“He’s unconscious.” I gesture past myself toward John.
“That wasn’t an accident,” Aleks says. “They’re here.”
“Who’s here?” My heart rate, which had finally started to come down, spikes again.
“I couldn’t figure it out, before. It’s why I finally gave up on the idea. How could Mikhail and Boris possibly still be alive, unless they were using the three of us to boost our powers for a preservation spell?” He closes his eyes. “Since I couldn’t find any evidence that Alexei and Grigoriy are alive, I thought maybe I was the only one left.” He opens his eyes. “But now? They must be here to kill me.”
“What?”
“I know you said no destroying,” he says. “But Kris?”
His face is beautiful, even covered with grime, even lying sideways on the ground, even with desperately grim eyes.
“I’m not going to let them kill me today, which means I’m going to have to do a little destroying myself.”
26
“Yes,” I practically shout. “Kill them. Fast.”
Aleksandr chuckles.
John’s unconscious. We’re both stuck under a collapsed building. Villains are here trying to murder us, and he’s laughing.
“You’re deranged,” I say.
“I’m just proud of how far we’ve come.” He’s also naked, and it’s freezing, and he’s pontificating on this? “You want me to do whatever it takes to keep you safe, and I’m the one wondering if there’s another way.”
“If it’s the same guys you thought you saw before, they froze you as a horse for a hundred years, and they’re still alive, somehow, and now they’re trying to kill you. So, yeah. I’d say eliminating them is an appropriate action.”
“When you’re mad about how this goes down, just remember you told me to do it.”
There’s a huge rumbling underneath me, and then the ground opens up and swallows me.
Which, really, frankly, is not at all what I had in mind.

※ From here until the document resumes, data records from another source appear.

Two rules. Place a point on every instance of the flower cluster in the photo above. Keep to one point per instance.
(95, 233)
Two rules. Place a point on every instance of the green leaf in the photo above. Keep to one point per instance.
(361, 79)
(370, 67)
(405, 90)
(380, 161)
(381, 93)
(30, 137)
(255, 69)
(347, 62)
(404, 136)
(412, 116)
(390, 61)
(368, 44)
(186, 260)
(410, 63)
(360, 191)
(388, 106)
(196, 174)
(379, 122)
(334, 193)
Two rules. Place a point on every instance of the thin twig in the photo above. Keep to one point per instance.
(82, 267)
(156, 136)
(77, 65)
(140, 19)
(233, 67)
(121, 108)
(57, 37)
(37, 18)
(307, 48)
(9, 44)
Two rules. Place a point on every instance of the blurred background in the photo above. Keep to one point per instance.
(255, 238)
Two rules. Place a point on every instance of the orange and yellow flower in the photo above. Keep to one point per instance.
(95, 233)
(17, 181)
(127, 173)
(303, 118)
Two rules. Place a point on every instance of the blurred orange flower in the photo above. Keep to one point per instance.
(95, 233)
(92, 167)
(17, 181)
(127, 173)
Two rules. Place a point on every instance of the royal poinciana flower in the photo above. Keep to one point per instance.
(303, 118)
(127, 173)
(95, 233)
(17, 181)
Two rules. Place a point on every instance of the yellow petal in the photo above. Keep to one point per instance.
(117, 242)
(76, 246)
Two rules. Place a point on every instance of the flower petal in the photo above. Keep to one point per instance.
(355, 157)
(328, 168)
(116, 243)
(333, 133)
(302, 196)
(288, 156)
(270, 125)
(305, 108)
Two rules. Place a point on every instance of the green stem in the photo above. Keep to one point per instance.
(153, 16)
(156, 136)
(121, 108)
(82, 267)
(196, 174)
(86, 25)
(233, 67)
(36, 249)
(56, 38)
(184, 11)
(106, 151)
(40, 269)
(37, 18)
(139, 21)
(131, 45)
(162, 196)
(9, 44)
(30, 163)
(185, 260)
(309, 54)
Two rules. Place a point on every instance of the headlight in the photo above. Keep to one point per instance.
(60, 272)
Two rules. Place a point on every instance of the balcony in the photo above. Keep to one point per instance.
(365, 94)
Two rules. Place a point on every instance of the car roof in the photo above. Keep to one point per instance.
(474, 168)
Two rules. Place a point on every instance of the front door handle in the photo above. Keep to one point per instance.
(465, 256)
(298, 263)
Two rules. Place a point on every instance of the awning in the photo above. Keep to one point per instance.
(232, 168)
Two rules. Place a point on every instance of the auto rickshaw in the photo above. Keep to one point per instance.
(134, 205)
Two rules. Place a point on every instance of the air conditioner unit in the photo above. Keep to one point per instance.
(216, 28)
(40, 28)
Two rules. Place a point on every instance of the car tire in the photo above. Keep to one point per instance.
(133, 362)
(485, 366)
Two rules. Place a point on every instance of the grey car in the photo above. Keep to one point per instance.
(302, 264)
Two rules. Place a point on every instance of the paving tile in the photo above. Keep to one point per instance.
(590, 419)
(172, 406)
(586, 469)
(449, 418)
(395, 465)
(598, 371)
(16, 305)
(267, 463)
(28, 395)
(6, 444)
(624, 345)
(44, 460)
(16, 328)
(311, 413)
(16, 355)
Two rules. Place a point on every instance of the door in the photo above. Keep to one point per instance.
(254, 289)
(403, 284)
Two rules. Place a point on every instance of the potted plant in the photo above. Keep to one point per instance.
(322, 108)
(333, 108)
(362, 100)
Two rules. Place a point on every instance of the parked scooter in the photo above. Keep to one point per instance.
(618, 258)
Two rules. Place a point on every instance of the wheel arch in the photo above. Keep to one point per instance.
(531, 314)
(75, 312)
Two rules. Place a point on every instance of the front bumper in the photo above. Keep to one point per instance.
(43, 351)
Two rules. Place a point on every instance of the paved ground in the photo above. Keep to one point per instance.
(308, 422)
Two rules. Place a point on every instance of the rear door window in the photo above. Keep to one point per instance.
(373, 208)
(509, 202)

I try to scream, and my mouth predictably fills with dirt. It’s really hard to cough when you’re underground. All kinds of thoughts zoom through my head in this moment, some of them pretty morose.
Presumably Aleks tossed me under here to keep me safe. But what if he dies? I mean, I hate to think it, but what if he isn’t stronger than the two mega-villains who have somehow lived a hundred years, and they kill him?
Would he just leave me stuck down here?
That makes me flail around, and I realize that I’m not really buried underground. He moved me, using the earth to keep me from being seen, probably. I’m inches from the surface, which is probably why, when I’m no longer trying to scream and I expel the dirt I choked on earlier, I’m able to breathe.
I push my way upward slowly and notice a lump next to me. I pull myself out far enough that I can scootch toward it—is it Aleks? I tug and claw and yank until John’s craggy face is exposed.
So at least he’s also hidden.
Then I hear the boom. I leap from the ground and pelt toward the sound, realizing that Aleks did entirely heal my leg at least, before burying me away from the action. Why did Aleks move me so far away? I’m running as fast as I can, but I can barely make out three figures, standing just in front of the collapsed cover from the barn courtyard.
Aleksandr’s facing two other men—both of them large, both of them imposing. One of them’s hurling fireballs at him. The other. . . Suds! Svetais suds! Is that a lightning bolt?
By throwing up huge walls of earth, Aleks manages to deflect most of the damage, but one of his arms is smoking, and the other is blackened.
Can he really kill them? It’s two on one, and he has a bunch of dirt, while they have flame and lightning. Plus, he just healed me, and moved me and John, and he said that has a cost.
What is the cost? How tired is he?
If he was sure he could win, why did he send me away? I can’t think this through, not now, not watching this. So I race, as fast as I can, as bravely as I can, toward the danger. I may not be able to do much, but somehow I got Aleks to access his powers. Somehow, I was able to help him do things he couldn’t before. He might need me again.